How to Start Exercising Regularly
Now that we know how regular exercise can benefit our hearts let's look at how to start incorporating it into our daily routines. 
  1. The best way to start is by setting realistic goals. If you're new to exercise, begin with simple goals like walking for 30 minutes daily or going to the gym thrice a week. As you become more comfortable with exercising, you can gradually increase the intensity and duration of your workouts. 
  2. Finding an activity you enjoy and will stick with long-term is also essential. There's no point in starting an exercise routine that you dread and will eventually abandon together. So if you hate running on the treadmill, don't make it part of your workout routine! Instead, try hiking, biking, swimming, or even walking around your neighborhood. And if you can't stand exercising alone, consider signing up for a group fitness class or working out with a friend or family member. 
  3. Finally, be patient!

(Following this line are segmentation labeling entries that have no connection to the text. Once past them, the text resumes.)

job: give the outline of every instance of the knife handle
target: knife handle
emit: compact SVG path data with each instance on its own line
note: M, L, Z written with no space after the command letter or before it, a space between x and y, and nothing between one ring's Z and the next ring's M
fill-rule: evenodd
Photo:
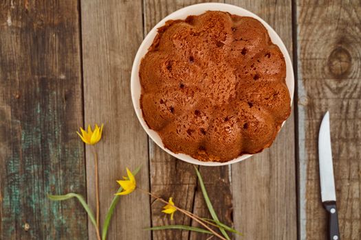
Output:
M337 214L336 202L334 201L325 202L325 208L329 212L329 240L340 240L340 230L338 228L338 216Z

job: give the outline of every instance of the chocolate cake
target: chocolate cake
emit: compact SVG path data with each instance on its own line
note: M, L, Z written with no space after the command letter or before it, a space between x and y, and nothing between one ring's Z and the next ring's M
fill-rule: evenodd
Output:
M167 21L139 74L149 127L200 160L262 151L290 113L283 56L251 17L209 11Z

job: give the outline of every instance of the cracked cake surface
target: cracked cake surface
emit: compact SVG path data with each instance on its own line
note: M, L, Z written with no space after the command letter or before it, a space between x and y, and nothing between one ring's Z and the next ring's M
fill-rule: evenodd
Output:
M251 17L208 11L167 21L139 75L149 128L200 160L262 151L291 111L283 56Z

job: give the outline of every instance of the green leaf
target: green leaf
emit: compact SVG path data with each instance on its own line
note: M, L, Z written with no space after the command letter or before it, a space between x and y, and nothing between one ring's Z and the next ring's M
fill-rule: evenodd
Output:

It takes time to see results from regular exercise, so keep going if you are still waiting to see changes. Just keep at it; soon enough, you'll be reaping all the heart-healthy benefits of regular physical activity!

No matter what type of activity you choose, moving is a great way to reduce your risk of developing heart disease. Regular exercise has countless benefits for your overall health, including heart health. So get up and get moving today! Your heart will thank you for it.